Banco do Brasil - Chief Financial Management and Investor Relations Officer (CFO)
- In office January 2019 – present

Personal details
- Born: August 4, 1964 (age 60) Ceará, Brazil
- Alma mater: Fundação Getúlio Vargas
- Profession: Economist and Engineer

= Carlos Hamilton Vasconcelos Araújo =

Carlos Hamilton Vasconcelos Araújo (born August 4, 1964) is graduated in civil engineering and holds an M.Sc. and a Ph.D. in economics. Previously, he was a member of the Risks and Capital Committee (2018/2019) and Chief of Services, Infrastructure and Operations Officer (2016–2018), both in Banco do Brasil. Since 2019, he is a member of the Board of Directos of Banco Votorantim, BB-BI, BB DTVM, BB Mapfre SH1, BB Elo Cartões, BB Cartões and BB Leasing.
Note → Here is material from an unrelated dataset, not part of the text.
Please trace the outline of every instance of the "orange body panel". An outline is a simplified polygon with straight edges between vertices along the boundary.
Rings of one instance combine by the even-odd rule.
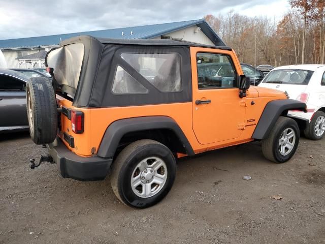
[[[239,62],[233,51],[213,48],[190,47],[193,99],[192,102],[152,105],[101,108],[80,108],[72,106],[72,102],[56,96],[60,106],[83,112],[84,129],[82,134],[71,130],[71,121],[61,115],[62,131],[58,136],[72,151],[83,157],[96,154],[105,131],[113,122],[123,118],[166,116],[172,118],[179,126],[196,153],[212,150],[252,141],[251,138],[266,104],[270,101],[285,99],[284,93],[268,92],[251,87],[247,96],[239,97],[239,89],[199,90],[196,53],[210,52],[230,55],[237,73],[243,74]],[[186,81],[184,81],[186,82]],[[268,95],[265,96],[265,95]],[[196,100],[211,99],[211,103],[197,105]],[[252,101],[254,104],[252,105]],[[63,132],[75,139],[71,148],[63,139]],[[179,154],[179,157],[183,156]]]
He was a member of the board of directors of BB Seguridade Participações S.A. (2017–2018), Cielo (2019), Neoenergia (2016–2017) and RME (2017–2018). In 2016, he served as secretary of economic policy of the Ministry of Finance. Carlos Hamilton held the position of director of planning and strategy of Eldorado Brasil Celulose SA.

As a board member of Central Bank of Brazil, he was director of economic policy and director of international affairs (2010–2015), deputy chief and senior advisor of the Department of Studies and Research (2001–2010).

Hamilton holds a PhD and a master's degree in economics from the Getulio Vargas Foundation in Rio de Janeiro, Brazil. He is a trained civil engineer from the Federal University of Ceará.

Hamilton started his career at the Bank of Ceará State (1984–1990); after that he worked at the National Treasury from 1990 to 1992. Since 2000, he has held several positions at the Central Bank of Brazil, such as chief of the Open Market Trade Desk (2000–2001), senior advisor in the research department (2001–2005), deputy head of the research department (2005–2006), head of the research department (2006–2010), deputy governor for international affairs (2010) and deputy governor for economic policy (2010–2015).

Other activities include academic teaching at important business schools in Brazil, having lectured macroeconomics at FGV and at IBMEC, a business school in Rio de Janeiro.